Opposing digital authoritarianism (and why it won’t be easy)
A key element of USAID’s goal of supporting open and inclusive digital ecosystems is limiting the spread of digital authoritarianism, which the strategy defines as “the use of digital information technology by authoritarian regimes to surveil, repress, and manipulate domestic and foreign populations.” Although the strategy does not mention China by name, it implicates the country’s well-reported practice of exporting its model of internet governance to countries eager to strengthen surveillance and suppress the flow of information.
The best way to limit the appeal of China’s model is to address the risks that a more free and open internet presents, including those related to protecting personal data. In some ways, USAID is well-positioned to take on this challenge, as the first major development organization to publish a framework for using data responsibly and one of the lead drafters of the Principles for Digital Development.

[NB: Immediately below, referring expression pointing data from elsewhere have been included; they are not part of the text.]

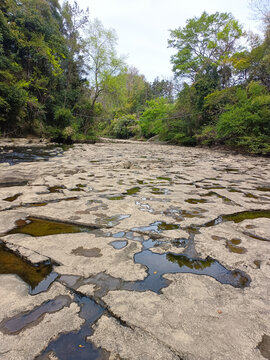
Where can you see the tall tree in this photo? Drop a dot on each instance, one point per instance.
(209, 40)
(103, 63)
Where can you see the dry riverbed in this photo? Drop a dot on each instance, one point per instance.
(133, 251)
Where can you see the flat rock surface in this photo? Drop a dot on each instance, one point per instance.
(190, 278)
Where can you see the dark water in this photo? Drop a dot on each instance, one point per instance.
(17, 323)
(73, 346)
(37, 276)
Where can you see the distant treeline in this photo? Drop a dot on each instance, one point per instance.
(60, 77)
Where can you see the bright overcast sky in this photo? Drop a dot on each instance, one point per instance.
(142, 26)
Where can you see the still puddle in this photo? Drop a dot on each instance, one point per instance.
(232, 245)
(116, 197)
(39, 227)
(17, 323)
(56, 188)
(15, 155)
(159, 191)
(157, 227)
(167, 263)
(240, 216)
(164, 178)
(74, 345)
(196, 201)
(133, 190)
(111, 221)
(118, 244)
(93, 252)
(38, 276)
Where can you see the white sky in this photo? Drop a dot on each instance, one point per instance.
(142, 26)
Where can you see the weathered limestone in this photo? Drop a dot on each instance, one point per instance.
(136, 192)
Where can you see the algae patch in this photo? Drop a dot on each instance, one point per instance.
(240, 216)
(39, 227)
(32, 274)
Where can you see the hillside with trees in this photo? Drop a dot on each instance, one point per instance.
(61, 77)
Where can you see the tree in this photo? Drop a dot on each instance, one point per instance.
(103, 63)
(75, 21)
(209, 40)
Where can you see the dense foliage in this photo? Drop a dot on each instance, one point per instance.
(60, 76)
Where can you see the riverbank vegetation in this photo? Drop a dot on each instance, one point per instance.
(61, 77)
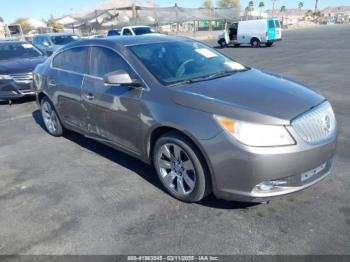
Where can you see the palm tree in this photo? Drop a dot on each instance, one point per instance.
(251, 7)
(316, 6)
(261, 6)
(273, 6)
(283, 10)
(300, 6)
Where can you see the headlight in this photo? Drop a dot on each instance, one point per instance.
(256, 134)
(5, 77)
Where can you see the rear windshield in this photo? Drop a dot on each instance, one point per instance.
(278, 25)
(142, 30)
(18, 50)
(63, 39)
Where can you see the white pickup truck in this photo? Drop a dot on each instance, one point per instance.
(131, 30)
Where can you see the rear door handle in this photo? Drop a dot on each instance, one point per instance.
(52, 83)
(89, 96)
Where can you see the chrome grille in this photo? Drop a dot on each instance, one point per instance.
(316, 125)
(23, 77)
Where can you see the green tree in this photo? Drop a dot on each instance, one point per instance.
(208, 4)
(24, 24)
(261, 7)
(228, 3)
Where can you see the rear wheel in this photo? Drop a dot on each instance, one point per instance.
(180, 168)
(52, 122)
(255, 42)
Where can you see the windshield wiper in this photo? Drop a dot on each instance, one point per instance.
(206, 78)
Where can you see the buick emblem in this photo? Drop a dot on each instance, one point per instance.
(327, 123)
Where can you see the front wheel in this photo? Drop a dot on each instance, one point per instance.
(180, 168)
(255, 42)
(222, 43)
(52, 122)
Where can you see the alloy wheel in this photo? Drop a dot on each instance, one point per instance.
(177, 169)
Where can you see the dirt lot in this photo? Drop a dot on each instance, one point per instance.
(72, 195)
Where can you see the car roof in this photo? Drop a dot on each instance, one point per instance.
(54, 34)
(13, 42)
(129, 40)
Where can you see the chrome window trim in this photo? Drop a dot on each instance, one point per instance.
(147, 88)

But USAID is also handicapped by the lack of a holistic data protection framework in the United States. The absence of such a framework—and the associated perception that US tech firms can use the data they collect in ways that may harm consumers without fear of penalty—makes it harder for USAID (or any US agency) to make the case that the open model of internet governance it promotes will adequately protect people and communities from harms caused by the misuse of data.
This tension is most apparent when the strategy sets “fostering the adoption of globally recognized standards” as a guiding practice. While USAID (rightly) argues that “such standards and practices can increase investment in, and the growth of, local, digital ecosystems and improve the quality of services available to communities,” it does not discuss the benefits that more harmonized data protection standards could provide, nor does it mention the role of the EU’s General Data Protection Regulation in setting a standard that many countries have sought to emulate.

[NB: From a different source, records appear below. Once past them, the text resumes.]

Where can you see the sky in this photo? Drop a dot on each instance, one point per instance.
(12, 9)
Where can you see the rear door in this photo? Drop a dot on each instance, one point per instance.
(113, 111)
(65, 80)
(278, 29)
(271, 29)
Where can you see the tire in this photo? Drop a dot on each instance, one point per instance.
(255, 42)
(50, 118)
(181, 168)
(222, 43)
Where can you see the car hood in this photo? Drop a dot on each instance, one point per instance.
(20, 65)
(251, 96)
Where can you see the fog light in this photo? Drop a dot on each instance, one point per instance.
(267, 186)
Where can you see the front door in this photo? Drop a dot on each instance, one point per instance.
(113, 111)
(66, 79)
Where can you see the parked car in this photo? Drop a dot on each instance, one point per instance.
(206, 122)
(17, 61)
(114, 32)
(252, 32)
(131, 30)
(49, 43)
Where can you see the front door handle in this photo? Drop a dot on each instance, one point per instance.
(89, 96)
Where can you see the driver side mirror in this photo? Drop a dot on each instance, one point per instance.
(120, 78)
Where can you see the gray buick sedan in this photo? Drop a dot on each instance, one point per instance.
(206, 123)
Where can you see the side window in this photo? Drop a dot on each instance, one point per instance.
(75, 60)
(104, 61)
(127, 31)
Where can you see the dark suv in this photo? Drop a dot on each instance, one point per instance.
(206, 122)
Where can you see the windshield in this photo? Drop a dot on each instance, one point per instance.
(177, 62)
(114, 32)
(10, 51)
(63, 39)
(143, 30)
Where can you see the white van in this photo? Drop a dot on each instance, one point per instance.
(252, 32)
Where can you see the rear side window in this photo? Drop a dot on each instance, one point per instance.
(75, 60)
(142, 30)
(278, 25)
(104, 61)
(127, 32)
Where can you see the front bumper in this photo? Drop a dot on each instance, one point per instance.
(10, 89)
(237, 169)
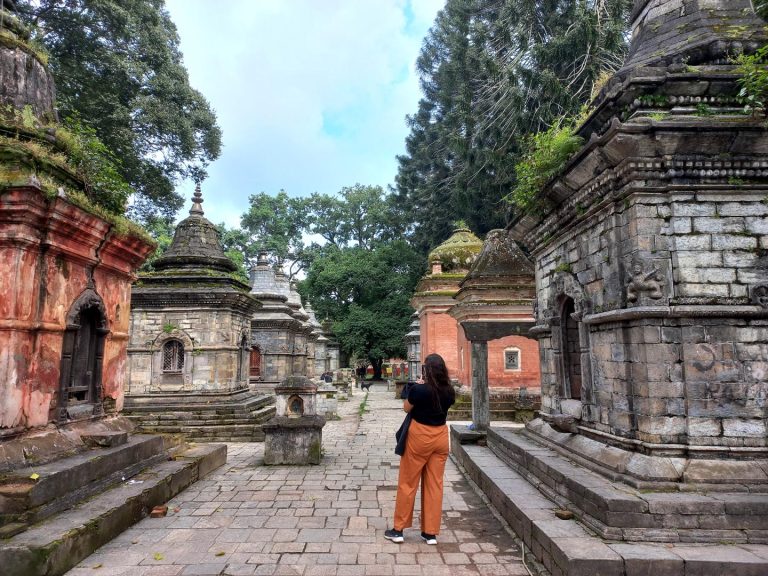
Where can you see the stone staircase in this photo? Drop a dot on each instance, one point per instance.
(610, 528)
(53, 515)
(217, 418)
(505, 406)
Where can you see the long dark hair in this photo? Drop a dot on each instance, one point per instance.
(436, 377)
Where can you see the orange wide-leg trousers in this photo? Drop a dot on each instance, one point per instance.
(426, 451)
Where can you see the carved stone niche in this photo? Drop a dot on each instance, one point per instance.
(759, 295)
(647, 281)
(294, 436)
(567, 306)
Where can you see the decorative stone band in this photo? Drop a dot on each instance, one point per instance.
(643, 312)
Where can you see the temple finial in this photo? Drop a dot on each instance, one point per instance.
(197, 201)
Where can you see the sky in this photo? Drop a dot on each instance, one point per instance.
(311, 95)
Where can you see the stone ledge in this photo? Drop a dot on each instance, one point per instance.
(53, 547)
(567, 548)
(623, 513)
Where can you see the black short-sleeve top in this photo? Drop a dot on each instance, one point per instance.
(425, 410)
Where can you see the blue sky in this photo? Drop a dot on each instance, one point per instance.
(311, 94)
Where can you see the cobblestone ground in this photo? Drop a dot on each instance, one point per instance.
(247, 518)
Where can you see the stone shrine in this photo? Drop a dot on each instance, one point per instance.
(295, 434)
(273, 329)
(66, 267)
(494, 308)
(190, 346)
(650, 276)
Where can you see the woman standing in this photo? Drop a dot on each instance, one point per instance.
(426, 450)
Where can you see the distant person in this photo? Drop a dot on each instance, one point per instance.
(426, 450)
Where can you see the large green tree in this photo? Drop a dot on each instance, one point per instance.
(118, 67)
(491, 72)
(366, 292)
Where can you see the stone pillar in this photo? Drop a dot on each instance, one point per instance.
(481, 409)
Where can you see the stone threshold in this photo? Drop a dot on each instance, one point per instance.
(623, 513)
(657, 472)
(56, 545)
(569, 548)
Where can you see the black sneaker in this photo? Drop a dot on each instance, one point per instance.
(395, 535)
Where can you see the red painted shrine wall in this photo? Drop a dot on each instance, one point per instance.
(48, 251)
(441, 334)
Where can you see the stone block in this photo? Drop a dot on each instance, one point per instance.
(733, 242)
(709, 225)
(647, 560)
(744, 428)
(704, 427)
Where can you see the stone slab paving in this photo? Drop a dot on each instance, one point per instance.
(251, 519)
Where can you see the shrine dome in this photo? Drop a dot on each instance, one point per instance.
(457, 254)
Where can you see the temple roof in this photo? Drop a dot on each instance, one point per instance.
(500, 256)
(264, 285)
(196, 245)
(458, 252)
(692, 33)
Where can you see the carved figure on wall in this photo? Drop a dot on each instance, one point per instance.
(641, 282)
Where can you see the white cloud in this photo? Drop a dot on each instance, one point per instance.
(311, 94)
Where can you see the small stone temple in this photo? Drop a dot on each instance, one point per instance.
(494, 309)
(512, 359)
(273, 329)
(322, 364)
(413, 348)
(190, 341)
(65, 290)
(652, 320)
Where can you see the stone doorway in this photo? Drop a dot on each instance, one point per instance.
(82, 359)
(570, 357)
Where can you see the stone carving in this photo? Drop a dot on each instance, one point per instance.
(641, 282)
(759, 295)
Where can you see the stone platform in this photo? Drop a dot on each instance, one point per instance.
(618, 530)
(247, 519)
(53, 515)
(234, 417)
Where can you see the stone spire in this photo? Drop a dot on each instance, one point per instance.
(24, 76)
(196, 244)
(692, 32)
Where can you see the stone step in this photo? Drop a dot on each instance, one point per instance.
(253, 432)
(56, 545)
(242, 403)
(60, 484)
(568, 548)
(615, 510)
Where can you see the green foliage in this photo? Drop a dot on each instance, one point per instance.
(117, 63)
(754, 81)
(546, 153)
(95, 163)
(366, 293)
(274, 223)
(492, 72)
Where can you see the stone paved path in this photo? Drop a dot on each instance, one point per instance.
(247, 518)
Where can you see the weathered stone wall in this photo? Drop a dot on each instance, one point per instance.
(212, 338)
(51, 253)
(276, 353)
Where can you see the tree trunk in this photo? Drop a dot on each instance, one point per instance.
(376, 363)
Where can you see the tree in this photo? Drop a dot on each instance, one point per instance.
(359, 216)
(366, 294)
(492, 72)
(277, 224)
(117, 65)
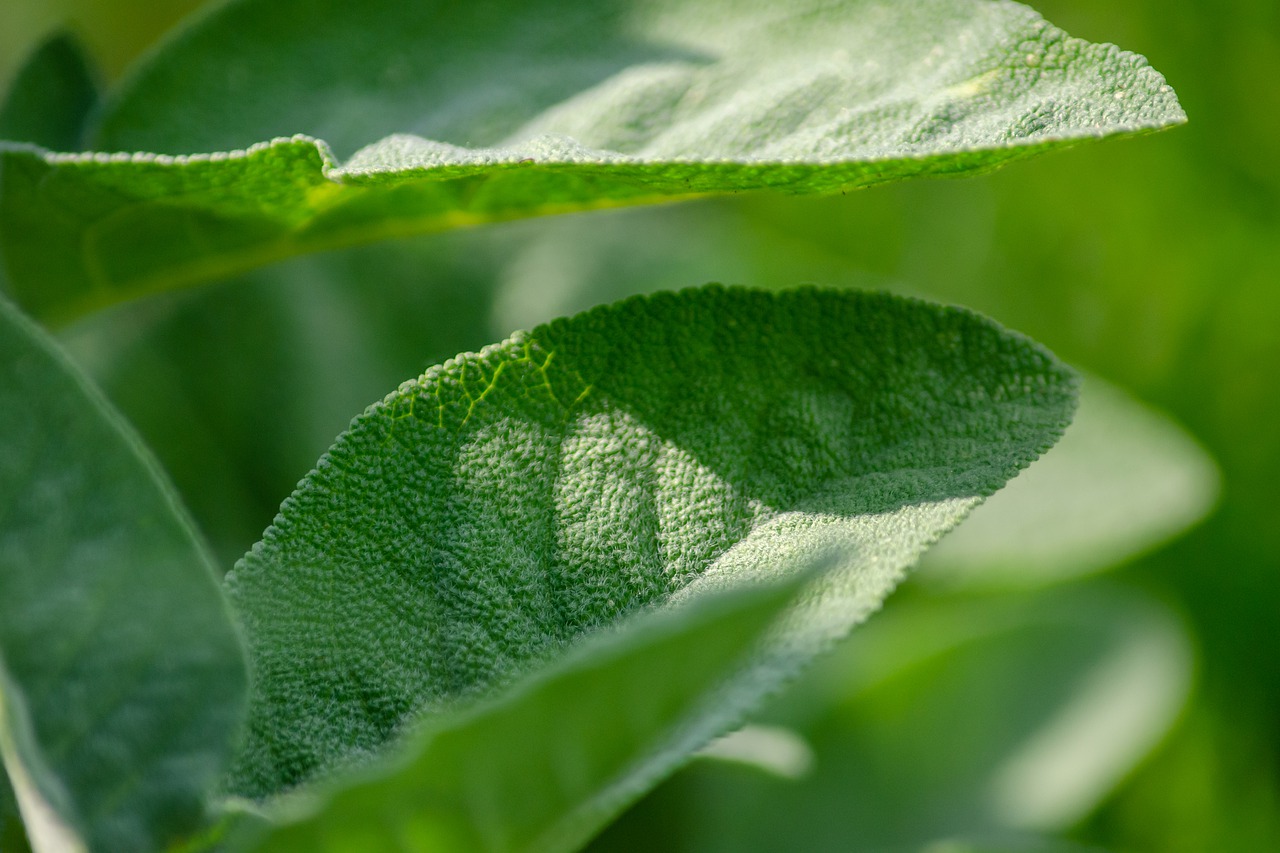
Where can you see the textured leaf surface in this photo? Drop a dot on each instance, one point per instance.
(484, 516)
(1123, 480)
(1083, 683)
(122, 680)
(451, 114)
(594, 733)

A second handicap out of USAID’s control is the dominance of Chinese tech firms, particularly Huawei, in providing the network hardware that underlies the internet in a growing number of lower income countries. For example, China invested $3.5 billion in telecom construction in sub-Saharan Africa from 2013 to 2019, according to the American Enterprise Institute’s China Global Investment Tracker. As Eric Olander, co-founder of The China Africa Project, notes, the US government has not collaborated with US firms to offer countries an alternative path.

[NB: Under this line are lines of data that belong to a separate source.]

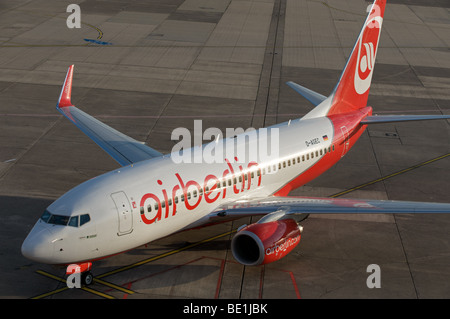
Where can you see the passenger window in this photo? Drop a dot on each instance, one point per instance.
(84, 219)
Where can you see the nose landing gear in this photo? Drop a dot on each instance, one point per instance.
(79, 274)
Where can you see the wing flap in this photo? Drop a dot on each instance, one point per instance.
(299, 207)
(380, 119)
(124, 149)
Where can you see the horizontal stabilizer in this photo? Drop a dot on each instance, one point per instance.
(379, 119)
(313, 97)
(124, 149)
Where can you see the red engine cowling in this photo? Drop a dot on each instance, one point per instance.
(263, 243)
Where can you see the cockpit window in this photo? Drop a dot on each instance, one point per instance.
(84, 219)
(73, 221)
(58, 220)
(50, 218)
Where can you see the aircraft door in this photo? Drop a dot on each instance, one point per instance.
(124, 212)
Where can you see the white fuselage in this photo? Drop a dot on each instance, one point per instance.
(139, 203)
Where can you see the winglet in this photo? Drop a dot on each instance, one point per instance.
(66, 91)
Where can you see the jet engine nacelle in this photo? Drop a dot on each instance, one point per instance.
(263, 243)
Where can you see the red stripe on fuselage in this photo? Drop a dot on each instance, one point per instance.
(347, 130)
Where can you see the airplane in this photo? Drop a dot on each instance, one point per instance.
(150, 196)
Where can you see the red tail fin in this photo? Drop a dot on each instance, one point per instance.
(66, 92)
(352, 91)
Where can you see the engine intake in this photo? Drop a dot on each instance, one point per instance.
(263, 243)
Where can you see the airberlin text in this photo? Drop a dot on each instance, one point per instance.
(230, 309)
(234, 180)
(282, 247)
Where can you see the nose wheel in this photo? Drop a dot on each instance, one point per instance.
(87, 278)
(79, 274)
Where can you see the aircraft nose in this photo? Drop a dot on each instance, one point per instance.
(37, 246)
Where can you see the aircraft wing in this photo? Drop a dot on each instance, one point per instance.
(124, 149)
(299, 207)
(380, 119)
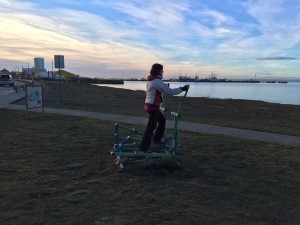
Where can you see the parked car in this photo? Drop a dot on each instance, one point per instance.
(6, 80)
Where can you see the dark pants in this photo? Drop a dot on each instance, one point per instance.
(155, 127)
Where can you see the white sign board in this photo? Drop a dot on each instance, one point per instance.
(34, 96)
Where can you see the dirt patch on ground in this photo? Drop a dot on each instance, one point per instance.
(254, 115)
(58, 170)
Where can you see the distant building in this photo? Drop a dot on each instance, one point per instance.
(66, 74)
(4, 72)
(39, 63)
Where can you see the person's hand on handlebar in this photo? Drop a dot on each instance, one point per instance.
(185, 87)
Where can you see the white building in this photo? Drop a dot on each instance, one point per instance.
(39, 64)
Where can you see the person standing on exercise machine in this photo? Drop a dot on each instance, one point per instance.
(156, 121)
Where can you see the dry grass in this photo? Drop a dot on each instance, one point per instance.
(58, 170)
(254, 115)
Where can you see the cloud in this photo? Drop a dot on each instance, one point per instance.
(277, 58)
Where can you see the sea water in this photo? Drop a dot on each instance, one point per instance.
(283, 93)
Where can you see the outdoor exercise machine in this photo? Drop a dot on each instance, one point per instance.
(126, 148)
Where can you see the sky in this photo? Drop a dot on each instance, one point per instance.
(123, 38)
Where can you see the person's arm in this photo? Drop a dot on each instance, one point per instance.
(163, 88)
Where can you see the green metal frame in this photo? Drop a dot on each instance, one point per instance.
(127, 148)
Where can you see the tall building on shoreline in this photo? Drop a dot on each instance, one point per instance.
(39, 64)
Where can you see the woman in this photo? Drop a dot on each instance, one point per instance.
(156, 122)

The extent to which countries that rely on Chinese telecom hardware are more likely to embrace a Chinese model of internet governance is unclear. But there is evidence to suggest that the two are often packaged together. For example, Huawei employees helped government authorities in Uganda and Zambia spy on political opponents by intercepting communications, infiltrating computers, and deploying location-tracking applications. Huawei has also sold its “safe city solution,” which uses facial and license-plate recognition, social media monitoring, and other surveillance capabilities to monitor people’s activities, to at least 12 African countries, according to analysis by Jonathan E. Hillman and Maesea McCalpin.
These developments point to the fact that digital systems are just as much tools for foreign policy and political influence as they are for innovation and economic growth (a reality well-captured by the term “digitalpolitik”). This suggests that successfully promoting an open internet model abroad will require a more comprehensive approach than the US government has taken to date.